March 2020
tl;dr: A two-stage method for 3D LLD and a new open dataset.
The paper pointed out one major drawback of 3D LaneNet that the top view projection does not align with the IPM image feature in the presence of a non-zero slope. The proposed “virtual top view” projection will align with IPM. This essentially changes the regression target (not the “anchor representation” the paper argues.)
Concretely, an uphill 3D lane with zero yaw will provide parallel target in the real top view (x, y, 0) but will have diverging target in virtual top view ($\bar{x}$, $\bar{y}$, $0$). Similarly a downhill 3D lane will have converging target in virtual top view. This will align with the IPM’ed image features.
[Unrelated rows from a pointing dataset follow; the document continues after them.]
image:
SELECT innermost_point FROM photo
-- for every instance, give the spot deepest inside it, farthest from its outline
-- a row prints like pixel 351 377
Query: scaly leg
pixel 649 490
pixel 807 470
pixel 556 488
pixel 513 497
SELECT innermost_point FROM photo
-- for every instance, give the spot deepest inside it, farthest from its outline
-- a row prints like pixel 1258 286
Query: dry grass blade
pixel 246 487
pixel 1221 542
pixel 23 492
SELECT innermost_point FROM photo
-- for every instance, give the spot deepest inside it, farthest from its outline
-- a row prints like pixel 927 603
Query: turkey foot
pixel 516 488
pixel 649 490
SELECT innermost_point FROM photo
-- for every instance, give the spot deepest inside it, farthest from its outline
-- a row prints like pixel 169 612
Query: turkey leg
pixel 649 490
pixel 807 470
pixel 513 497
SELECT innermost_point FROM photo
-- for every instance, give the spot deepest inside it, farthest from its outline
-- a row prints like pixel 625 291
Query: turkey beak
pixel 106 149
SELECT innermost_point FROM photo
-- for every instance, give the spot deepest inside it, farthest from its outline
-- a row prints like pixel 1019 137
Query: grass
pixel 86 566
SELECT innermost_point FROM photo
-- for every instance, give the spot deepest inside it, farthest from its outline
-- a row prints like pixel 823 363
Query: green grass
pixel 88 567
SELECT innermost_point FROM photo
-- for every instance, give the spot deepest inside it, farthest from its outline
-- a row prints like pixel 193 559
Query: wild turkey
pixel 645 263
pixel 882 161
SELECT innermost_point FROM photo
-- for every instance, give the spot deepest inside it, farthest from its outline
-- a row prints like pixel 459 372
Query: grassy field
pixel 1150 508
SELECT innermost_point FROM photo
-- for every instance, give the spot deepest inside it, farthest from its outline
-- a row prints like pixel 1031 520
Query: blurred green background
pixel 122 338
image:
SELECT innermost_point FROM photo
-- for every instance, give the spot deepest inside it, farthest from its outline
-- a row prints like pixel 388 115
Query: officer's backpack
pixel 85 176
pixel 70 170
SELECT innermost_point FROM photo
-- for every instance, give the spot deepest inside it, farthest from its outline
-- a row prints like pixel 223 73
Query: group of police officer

In 3D LaneNet there is no guarantee that the projection of prediction matches the image and lacks the 2D-3D consistency. However in Gen-LaneNet, 3D are lifted from 2D and thus this consistency is inherent to the pipeline.
The paper also decoupled 2D lane line prediction and lifting 2D to 3D. Decoupling 3D structure prediction from 2D LLD: motivated by the fact that encoding of 3D geometry is rather independent from image features. This decoupling makes the module more flexible and scalable. The second stage can be trained with a synthetic dataset alone. The deliberate removal of image feature in the second stage is similar to predicting distance with bbox info only in Object frontal distance, and with skeleton only MonoLoco. A similar stragegy to alleviate sim2real domain gap can be also found in fishing net.
This paper is quite hard to read (like other papers by Baidu, unfortunately), but the underlying ideas are solid. I wished the paper included a clear definition of what is a (real) top view and a virtual top view.